Foundations & Applications of Humanities Analytics (Spring 2023)

Lead instructor:

This course is no longer in session.

8.1 Case Study: Capitalism & Democracy » Chapter 5 part I Overview

What you will learn from this chapter

Though an example, you will learn how to use newspaper archives to study the way in which people throughout history have linked together two key concepts: capitalism and democracy. In general, you will recognize the extent to which it is possible to operationalize concepts that have deep and complex meanings, and how that simple operationalization facilitates the application of straightforward computational and mathematical methods (here, word searches and counting). In particular, you will see how word frequencies can be used to summarize changes over time in how readers of different newspapers were paying attention to democracy and capitalism, and how those changes intersect with major historic events.


Key terms to keep in mind


Visualization   A presentation of a pattern within data in pictoral form (e.g., chart, graph), that does not require a narrative explanation or extensive text for the viewer to interpret.
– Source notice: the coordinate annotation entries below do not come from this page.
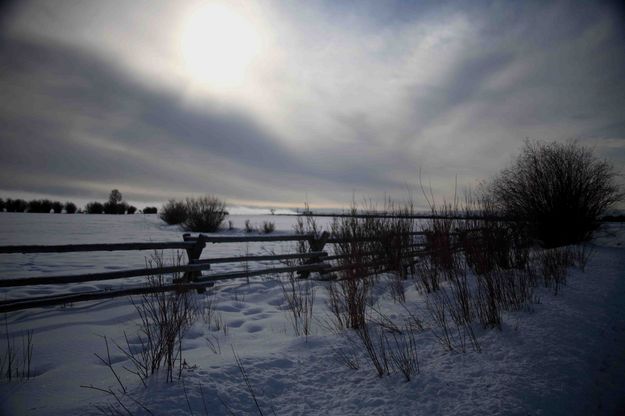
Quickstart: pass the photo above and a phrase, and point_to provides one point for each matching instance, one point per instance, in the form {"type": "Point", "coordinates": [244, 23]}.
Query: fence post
{"type": "Point", "coordinates": [194, 253]}
{"type": "Point", "coordinates": [314, 244]}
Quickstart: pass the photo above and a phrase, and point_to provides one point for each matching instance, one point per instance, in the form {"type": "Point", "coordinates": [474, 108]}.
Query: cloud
{"type": "Point", "coordinates": [347, 98]}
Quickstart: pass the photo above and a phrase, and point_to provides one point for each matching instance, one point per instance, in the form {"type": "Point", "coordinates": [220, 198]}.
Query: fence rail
{"type": "Point", "coordinates": [315, 260]}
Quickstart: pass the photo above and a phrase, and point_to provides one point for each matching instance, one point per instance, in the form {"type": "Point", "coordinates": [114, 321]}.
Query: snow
{"type": "Point", "coordinates": [565, 356]}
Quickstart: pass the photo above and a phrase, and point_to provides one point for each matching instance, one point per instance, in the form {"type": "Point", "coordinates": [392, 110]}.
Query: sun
{"type": "Point", "coordinates": [219, 45]}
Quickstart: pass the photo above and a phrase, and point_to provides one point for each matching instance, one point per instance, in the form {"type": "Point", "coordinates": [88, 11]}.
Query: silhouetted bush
{"type": "Point", "coordinates": [268, 227]}
{"type": "Point", "coordinates": [70, 207]}
{"type": "Point", "coordinates": [115, 208]}
{"type": "Point", "coordinates": [16, 205]}
{"type": "Point", "coordinates": [115, 197]}
{"type": "Point", "coordinates": [559, 190]}
{"type": "Point", "coordinates": [57, 207]}
{"type": "Point", "coordinates": [174, 212]}
{"type": "Point", "coordinates": [204, 214]}
{"type": "Point", "coordinates": [40, 206]}
{"type": "Point", "coordinates": [94, 208]}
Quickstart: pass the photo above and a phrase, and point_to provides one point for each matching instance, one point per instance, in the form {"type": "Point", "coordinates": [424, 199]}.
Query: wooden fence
{"type": "Point", "coordinates": [315, 260]}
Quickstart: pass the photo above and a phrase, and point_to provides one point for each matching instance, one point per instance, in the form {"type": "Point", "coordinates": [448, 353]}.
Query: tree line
{"type": "Point", "coordinates": [114, 205]}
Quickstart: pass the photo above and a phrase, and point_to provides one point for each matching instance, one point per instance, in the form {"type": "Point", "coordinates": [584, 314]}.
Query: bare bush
{"type": "Point", "coordinates": [164, 318]}
{"type": "Point", "coordinates": [553, 266]}
{"type": "Point", "coordinates": [300, 299]}
{"type": "Point", "coordinates": [249, 228]}
{"type": "Point", "coordinates": [268, 227]}
{"type": "Point", "coordinates": [174, 212]}
{"type": "Point", "coordinates": [16, 360]}
{"type": "Point", "coordinates": [559, 190]}
{"type": "Point", "coordinates": [204, 214]}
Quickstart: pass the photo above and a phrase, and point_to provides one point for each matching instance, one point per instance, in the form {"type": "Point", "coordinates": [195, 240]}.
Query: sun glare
{"type": "Point", "coordinates": [219, 45]}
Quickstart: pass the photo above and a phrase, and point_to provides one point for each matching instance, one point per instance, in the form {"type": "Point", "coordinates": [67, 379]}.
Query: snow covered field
{"type": "Point", "coordinates": [565, 356]}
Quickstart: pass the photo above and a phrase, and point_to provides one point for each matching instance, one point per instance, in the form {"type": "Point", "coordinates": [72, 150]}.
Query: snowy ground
{"type": "Point", "coordinates": [563, 357]}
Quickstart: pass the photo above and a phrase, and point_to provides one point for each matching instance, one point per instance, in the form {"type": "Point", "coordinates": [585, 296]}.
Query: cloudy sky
{"type": "Point", "coordinates": [275, 102]}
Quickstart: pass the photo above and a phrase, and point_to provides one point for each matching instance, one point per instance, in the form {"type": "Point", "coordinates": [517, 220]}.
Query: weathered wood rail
{"type": "Point", "coordinates": [315, 260]}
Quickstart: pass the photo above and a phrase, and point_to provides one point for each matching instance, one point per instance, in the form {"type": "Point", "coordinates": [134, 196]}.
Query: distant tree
{"type": "Point", "coordinates": [57, 207]}
{"type": "Point", "coordinates": [559, 190]}
{"type": "Point", "coordinates": [94, 208]}
{"type": "Point", "coordinates": [204, 214]}
{"type": "Point", "coordinates": [70, 208]}
{"type": "Point", "coordinates": [16, 205]}
{"type": "Point", "coordinates": [115, 197]}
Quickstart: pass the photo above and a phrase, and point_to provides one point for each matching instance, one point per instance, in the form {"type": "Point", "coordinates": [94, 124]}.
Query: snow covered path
{"type": "Point", "coordinates": [565, 357]}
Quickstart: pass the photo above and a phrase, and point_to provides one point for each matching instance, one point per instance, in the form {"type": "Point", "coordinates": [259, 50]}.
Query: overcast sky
{"type": "Point", "coordinates": [276, 102]}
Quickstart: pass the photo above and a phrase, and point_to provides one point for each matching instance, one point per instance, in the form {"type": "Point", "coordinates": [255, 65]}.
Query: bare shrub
{"type": "Point", "coordinates": [451, 318]}
{"type": "Point", "coordinates": [347, 300]}
{"type": "Point", "coordinates": [553, 266]}
{"type": "Point", "coordinates": [204, 214]}
{"type": "Point", "coordinates": [249, 228]}
{"type": "Point", "coordinates": [428, 275]}
{"type": "Point", "coordinates": [300, 299]}
{"type": "Point", "coordinates": [486, 301]}
{"type": "Point", "coordinates": [268, 227]}
{"type": "Point", "coordinates": [16, 360]}
{"type": "Point", "coordinates": [375, 345]}
{"type": "Point", "coordinates": [70, 207]}
{"type": "Point", "coordinates": [403, 352]}
{"type": "Point", "coordinates": [164, 318]}
{"type": "Point", "coordinates": [559, 190]}
{"type": "Point", "coordinates": [174, 212]}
Intellectual history   The area of history concerned primarily with how and why peoples' ideas –and the sorts of ideas that are popular in a given moment or place – change over time. One can contrast intellectual history with political history, which is the study of how and why peoples' political arrangements change over time.


Cultural history   The area of history concerned primarily with changes in how people produce and relate to cultural output – art, media, food, fashion, literature, etc. – over time. 


Word frequency   The proportion in which a particular word is used. Humanities analytics approaches tend to use word frequency as a signal of attention: higher word frequency suggests people are interested in the concepts the word represents. One can obtain a word frequency simply by counting: count how many times does the word 'capitalism' occur in a single newspaper article, divide the number of 'capitalism's by the total number of words in the article, and thereby arrive at a word frequency for 'capitalism' in a single article. This value may be presented as a decimal, or fraction ('capitalism' = 0.001 of words in the article) or a percentage ('capitalism' = 0.1% of words in the article).

An extension of this measure used in the lecture is to obtain the frequency of newspaper articles that include a given word: count the number of articles that contain 'capitalism', divide the number of 'capitalism' articles by the total number of articles, and thereby arrive at a frequency for 'capitalism' across a corpus.


Normalizing articles   Articles that are part of a corpus and provide a standard for measurement(s); articles that comprise the deonominator when calculating a word, or article, frequency. In many cases, the "normalizing articles" would be equivalent to the "total articles" in a corpus. In the example of the New York Times you will see in the lecture, however, "total articles" is not a number that can be determined explicitly and thus a proxy is needed.